“Me torcí el tobillo hace 2 años y aún me molesta, me dijeron que tengo un esguince mal curado”. Esta es una de las cosas que nos dicen nuestros pacientes cuando vienen a la consulta, o bien sufren dolor continuo después de haber transcurrido mucho tiempo tras sufrir una torcedura o esguince, o incluso tienden a tener esguinces repetidos ante la mínima exigencia en la articulación y sensación de que el tobillo falla.
Estos son algunos de los síntomas de la inestabilidad crónica de tobillo. En este artículo te hablamos de cómo realizar su valoración y tratamiento.

 

¿Qué es la inestabilidad crónica de tobillo?


Antes de ponernos a hablar sobre que es la inestabilidad crónica de tobillo, es interesante, que abordemos aunque sea de forma superficial, algunas características del esguince de tobillo.
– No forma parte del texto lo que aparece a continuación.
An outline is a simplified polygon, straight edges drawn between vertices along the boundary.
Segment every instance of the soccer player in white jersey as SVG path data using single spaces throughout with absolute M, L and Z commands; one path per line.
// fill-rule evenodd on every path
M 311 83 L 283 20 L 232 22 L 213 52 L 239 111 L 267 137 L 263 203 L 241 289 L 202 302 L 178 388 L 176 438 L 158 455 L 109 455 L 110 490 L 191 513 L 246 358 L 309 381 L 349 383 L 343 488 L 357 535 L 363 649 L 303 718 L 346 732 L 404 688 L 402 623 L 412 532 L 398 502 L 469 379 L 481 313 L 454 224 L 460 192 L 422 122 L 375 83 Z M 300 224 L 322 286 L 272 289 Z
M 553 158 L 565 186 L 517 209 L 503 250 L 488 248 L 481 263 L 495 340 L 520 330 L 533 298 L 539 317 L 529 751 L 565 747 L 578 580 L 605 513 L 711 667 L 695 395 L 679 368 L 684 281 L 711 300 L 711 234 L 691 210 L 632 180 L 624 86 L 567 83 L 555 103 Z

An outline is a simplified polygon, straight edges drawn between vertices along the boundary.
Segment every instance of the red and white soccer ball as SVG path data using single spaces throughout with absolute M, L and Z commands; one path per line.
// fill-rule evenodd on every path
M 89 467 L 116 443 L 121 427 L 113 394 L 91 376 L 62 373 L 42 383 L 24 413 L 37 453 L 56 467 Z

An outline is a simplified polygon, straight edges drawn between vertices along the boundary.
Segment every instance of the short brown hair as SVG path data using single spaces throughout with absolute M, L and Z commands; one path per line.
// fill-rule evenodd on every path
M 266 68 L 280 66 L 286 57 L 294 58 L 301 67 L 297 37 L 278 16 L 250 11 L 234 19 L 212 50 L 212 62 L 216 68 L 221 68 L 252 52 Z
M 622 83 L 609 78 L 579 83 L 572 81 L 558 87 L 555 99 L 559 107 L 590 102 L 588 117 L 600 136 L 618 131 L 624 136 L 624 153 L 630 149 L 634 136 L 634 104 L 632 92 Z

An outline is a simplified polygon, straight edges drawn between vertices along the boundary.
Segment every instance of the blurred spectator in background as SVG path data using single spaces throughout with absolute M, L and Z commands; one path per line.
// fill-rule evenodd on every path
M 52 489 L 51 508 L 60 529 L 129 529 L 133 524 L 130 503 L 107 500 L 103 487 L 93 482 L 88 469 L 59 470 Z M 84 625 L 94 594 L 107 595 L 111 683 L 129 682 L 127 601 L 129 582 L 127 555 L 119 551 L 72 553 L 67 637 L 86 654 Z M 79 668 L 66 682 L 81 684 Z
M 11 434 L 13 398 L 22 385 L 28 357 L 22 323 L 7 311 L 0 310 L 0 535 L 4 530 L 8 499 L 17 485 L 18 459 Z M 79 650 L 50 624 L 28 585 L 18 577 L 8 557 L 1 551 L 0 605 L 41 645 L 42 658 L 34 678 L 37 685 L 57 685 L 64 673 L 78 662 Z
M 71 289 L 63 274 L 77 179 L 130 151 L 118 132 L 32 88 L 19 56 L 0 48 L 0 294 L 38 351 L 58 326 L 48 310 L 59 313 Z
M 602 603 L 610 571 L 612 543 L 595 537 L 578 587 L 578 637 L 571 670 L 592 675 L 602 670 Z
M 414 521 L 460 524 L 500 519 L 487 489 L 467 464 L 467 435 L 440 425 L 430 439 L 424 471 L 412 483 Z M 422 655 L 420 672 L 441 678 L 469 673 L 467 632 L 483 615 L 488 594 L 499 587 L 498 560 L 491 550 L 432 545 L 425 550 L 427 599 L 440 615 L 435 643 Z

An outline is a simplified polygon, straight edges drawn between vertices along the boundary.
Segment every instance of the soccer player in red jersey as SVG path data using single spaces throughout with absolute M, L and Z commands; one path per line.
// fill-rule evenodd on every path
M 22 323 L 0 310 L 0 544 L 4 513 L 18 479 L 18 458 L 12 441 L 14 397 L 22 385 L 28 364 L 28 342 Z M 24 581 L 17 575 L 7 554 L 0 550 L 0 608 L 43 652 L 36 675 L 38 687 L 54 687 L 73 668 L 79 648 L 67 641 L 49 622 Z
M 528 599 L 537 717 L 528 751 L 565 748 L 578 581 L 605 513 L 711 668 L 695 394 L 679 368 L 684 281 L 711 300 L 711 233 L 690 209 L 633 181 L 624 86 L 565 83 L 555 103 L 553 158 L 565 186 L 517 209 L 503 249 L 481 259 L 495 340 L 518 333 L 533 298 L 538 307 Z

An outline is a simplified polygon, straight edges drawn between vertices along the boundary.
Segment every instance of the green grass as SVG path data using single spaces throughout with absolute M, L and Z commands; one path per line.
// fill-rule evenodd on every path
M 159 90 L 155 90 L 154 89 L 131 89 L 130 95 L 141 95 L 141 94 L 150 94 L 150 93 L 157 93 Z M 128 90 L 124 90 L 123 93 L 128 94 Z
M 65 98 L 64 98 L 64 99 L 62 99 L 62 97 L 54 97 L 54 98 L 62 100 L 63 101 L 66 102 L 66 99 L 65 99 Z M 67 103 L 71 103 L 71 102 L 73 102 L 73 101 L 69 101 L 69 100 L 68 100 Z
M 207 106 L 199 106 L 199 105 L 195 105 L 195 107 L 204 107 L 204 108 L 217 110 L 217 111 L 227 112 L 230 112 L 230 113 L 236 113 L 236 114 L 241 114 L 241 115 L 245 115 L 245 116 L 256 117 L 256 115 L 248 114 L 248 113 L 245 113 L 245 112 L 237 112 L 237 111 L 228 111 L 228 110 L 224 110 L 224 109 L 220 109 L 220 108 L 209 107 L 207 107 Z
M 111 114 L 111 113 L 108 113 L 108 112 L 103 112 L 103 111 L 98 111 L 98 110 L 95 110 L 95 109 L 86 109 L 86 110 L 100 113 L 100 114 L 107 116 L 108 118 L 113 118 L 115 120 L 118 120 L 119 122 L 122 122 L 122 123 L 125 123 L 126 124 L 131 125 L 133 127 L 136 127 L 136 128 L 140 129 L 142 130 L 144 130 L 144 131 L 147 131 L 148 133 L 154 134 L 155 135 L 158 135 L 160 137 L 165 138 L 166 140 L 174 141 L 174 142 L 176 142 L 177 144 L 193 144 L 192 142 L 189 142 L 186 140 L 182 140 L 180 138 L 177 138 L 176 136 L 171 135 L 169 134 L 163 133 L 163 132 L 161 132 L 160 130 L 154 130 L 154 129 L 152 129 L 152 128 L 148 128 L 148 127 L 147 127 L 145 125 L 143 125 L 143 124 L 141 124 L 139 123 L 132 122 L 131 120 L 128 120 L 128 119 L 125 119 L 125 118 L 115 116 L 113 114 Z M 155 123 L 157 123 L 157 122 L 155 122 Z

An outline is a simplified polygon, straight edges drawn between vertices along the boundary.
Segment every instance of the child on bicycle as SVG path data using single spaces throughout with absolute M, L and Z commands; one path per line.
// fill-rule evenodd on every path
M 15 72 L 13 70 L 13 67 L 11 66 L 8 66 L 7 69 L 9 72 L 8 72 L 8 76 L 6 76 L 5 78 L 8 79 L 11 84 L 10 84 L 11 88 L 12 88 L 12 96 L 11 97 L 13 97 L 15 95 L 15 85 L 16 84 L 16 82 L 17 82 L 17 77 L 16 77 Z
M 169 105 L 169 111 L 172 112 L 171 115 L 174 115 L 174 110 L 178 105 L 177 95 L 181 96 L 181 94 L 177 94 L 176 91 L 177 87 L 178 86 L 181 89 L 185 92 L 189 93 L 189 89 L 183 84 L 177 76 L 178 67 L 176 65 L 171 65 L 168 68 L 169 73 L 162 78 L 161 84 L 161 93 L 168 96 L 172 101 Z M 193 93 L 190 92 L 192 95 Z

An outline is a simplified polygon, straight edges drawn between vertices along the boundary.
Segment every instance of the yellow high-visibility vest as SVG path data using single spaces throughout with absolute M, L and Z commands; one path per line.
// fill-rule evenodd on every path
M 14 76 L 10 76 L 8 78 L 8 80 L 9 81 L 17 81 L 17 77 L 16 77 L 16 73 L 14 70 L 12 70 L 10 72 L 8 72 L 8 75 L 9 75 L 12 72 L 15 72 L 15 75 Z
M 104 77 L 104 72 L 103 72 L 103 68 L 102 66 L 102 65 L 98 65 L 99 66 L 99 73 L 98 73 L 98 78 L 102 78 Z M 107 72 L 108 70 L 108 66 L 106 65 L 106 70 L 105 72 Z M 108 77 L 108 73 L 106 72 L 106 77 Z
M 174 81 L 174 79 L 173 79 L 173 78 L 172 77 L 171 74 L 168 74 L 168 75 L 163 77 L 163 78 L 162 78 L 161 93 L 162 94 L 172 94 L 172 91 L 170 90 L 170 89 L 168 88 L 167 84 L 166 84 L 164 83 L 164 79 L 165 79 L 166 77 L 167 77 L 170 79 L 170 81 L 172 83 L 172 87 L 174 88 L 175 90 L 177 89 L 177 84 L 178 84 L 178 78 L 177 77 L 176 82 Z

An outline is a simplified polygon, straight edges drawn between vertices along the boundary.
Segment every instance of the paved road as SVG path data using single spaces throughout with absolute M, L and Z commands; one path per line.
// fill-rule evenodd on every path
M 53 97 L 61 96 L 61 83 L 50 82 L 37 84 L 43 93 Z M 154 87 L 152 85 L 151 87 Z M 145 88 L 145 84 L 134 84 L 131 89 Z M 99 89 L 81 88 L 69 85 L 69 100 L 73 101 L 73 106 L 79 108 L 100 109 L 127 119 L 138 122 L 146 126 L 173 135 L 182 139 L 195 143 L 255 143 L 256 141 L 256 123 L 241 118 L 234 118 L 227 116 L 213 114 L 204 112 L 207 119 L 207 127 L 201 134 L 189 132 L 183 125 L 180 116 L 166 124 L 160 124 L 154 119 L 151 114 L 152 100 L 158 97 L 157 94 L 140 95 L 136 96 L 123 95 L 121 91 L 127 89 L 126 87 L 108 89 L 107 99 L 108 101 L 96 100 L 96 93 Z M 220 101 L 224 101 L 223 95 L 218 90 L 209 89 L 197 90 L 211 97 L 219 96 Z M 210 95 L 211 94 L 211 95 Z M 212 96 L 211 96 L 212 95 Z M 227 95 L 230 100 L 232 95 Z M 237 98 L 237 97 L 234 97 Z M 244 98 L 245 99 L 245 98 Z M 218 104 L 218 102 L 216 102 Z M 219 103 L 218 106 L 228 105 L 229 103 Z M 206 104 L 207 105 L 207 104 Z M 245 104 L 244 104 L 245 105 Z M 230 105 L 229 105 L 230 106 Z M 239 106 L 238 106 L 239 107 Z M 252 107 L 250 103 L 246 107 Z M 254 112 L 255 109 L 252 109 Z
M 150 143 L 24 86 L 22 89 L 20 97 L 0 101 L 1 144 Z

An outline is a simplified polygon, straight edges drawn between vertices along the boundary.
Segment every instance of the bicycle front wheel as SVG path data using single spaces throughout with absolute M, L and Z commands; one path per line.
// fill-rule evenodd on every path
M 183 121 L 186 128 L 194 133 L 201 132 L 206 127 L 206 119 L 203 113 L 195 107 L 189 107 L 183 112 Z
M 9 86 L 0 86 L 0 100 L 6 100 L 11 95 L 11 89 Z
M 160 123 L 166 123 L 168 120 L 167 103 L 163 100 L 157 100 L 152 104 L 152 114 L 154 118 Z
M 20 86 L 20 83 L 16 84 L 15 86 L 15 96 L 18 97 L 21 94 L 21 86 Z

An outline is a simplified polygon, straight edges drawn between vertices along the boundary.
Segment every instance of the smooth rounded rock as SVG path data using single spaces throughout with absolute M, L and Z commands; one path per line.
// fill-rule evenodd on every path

El esguince de tobillo, especialmente el que compromete a su zona lateral, lo que denominaríamos esguince del ligamento lateral externo es una de las lesiones más comunes del aparato locomotor, entre un 10 y un 30% del total de las lesiones. (1)

Los esguinces de tobillo son más frecuentes en personas jóvenes y se relacionan con una práctica deportiva más intensa.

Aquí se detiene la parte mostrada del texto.